Rdc : des colloques scientifiques sur la Constitution pour éclairer les étudiants, le pouvoir inflexible
Le ministère de l’Enseignement supérieur, universitaire, recherche scientifique et innovations (ESURSI) a lancé, ce mercredi 10 juin, une série de colloques dits scientifiques à Kinshasa, Kisangani (Tshopo) et Lubumbashi (Haut-Katanga). Ces travaux, qui s’étendent jusqu’au vendredi 12 juin, visent à promouvoir la recherche et à renforcer la contribution de l’université congolaise au débat public national, alors que le Parlement a adopté mardi une proposition de loi référendaire.

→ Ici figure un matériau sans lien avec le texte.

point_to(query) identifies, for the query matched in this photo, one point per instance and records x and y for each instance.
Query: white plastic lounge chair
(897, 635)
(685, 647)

« Près de vingt ans après l’entrée en vigueur de la Constitution du 18 février 2006, ce colloque vise à mener une analyse scientifique approfondie de ses acquis, de ses limites ainsi que des perspectives d’évolution adaptées aux réalités actuelles de la République démocratique du Congo. Les travaux devront notamment déboucher sur des recommandations susceptibles de renforcer l’État de droit, la gouvernance démocratique et le développement durable du pays », a déclaré la ministre Sombo Ayanne Safi Mukuna Marie-Thérèse.
Les assises se tiennent autour de trois pôles thématiques : Kinshasa pour le pôle géostratégique, Kisangani pour le pôle sociologique et environnemental, et Lubumbashi pour le pôle industriel et transition énergétique. Le ministère invite enseignants-chercheurs, experts en droit constitutionnel et sciences sociales, institutions académiques, centres de recherche et étudiants avancés à y prendre part. Les responsables des établissements sont appelés à diffuser largement l’information et à mobiliser les chercheurs.
« À travers cette initiative, l’ESURSI réaffirme le rôle central de l’Université et des centres de recherche comme laboratoires d’idées et forces de propositions au service de la Nation. La participation active de la communauté universitaire est attendue afin de garantir la qualité scientifique des réflexions et la pertinence des recommandations qui seront formulées à l’issue du colloque », a ajouté la ministre.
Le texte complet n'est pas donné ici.